I understand. Everybody has different preferences based on their experiences and their particular situation. You can buy a fixture for the tube type fluorescents at the pet store or any hardware store.

There is not one single "right" way to do it. I think you are going to need to do a bit of experimenting to find out what will work best for you. All we can do is share our opinions about what has worked for us.


----------



## Redstrike (Aug 31, 2012)

Tom said:


> I understand. Everybody has different preferences based on their experiences and their particular situation.

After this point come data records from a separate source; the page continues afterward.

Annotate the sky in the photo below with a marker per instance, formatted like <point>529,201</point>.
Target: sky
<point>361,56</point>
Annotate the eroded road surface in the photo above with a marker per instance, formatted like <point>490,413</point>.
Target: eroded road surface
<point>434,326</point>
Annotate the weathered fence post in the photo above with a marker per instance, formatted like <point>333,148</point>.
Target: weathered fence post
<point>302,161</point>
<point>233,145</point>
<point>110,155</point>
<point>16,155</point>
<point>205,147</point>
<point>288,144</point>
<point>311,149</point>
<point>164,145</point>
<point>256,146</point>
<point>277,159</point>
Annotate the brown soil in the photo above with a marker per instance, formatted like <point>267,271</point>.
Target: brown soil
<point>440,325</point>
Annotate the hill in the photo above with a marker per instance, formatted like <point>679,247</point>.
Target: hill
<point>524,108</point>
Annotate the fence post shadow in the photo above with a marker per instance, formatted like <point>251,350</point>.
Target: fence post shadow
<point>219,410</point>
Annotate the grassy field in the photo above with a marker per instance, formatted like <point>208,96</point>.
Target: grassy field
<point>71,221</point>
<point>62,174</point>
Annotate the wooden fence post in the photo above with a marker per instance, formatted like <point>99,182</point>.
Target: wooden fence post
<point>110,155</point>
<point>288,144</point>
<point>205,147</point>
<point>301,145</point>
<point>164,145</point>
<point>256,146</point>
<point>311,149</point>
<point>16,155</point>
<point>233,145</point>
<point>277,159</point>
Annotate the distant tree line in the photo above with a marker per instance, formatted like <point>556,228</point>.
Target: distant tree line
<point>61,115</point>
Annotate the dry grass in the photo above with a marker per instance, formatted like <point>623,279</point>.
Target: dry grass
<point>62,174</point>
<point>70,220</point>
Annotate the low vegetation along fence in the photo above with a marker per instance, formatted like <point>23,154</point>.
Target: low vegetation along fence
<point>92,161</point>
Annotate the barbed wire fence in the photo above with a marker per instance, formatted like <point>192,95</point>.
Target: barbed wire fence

You can buy a fixture for the tube type fluorescents at the pet store or any hardware store.
> 
> There is not one single "right" way to do it. I think you are going to need to do a bit of experimenting to find out what will work best for you. All we can do is share our opinions about what has worked for us.



Well said.


----------



## shelloise (Aug 31, 2012)

Thanks, yes, I know from being on different animal forums over the years that you can learn a lot and just have to sort out what works best, as you said. I am going to the pet store in the morning to get the right lights for her. I do appreciate being able to ask questions and learning from the forum.





Tom said:


> I understand. Everybody has different preferences based on their experiences and their particular situation. You can buy a fixture for the tube type fluorescents at the pet store or any hardware store.
> 
> There is not one single "right" way to do it. I think you are going to need to do a bit of experimenting to find out what will work best for you. All we can do is share our opinions about what has worked for us.


----------



## Alan RF (Sep 1, 2012)

The strip light is a zoomed reprising 12uvb bulb in a strip light fitting ... You can get different lengths 15inch to 48inch I think ...I got mine from blue lizard reptiles in the uk but you could view their website?


----------



## shelloise (Sep 1, 2012)

so, I went to the pet stores, no one had powersun, they had another brand that started at 125 wt and seemed too bright.. I think I am going to have to order online somewhere, Plus they said lower to use the coil bulb which I don't want/.
. I am ok using the heat blub I have just want one that is just for uvb i think


----------



## shelloise (Sep 2, 2012)

Found the right light finally for lighting and heat!!!! Thanks very much!


----------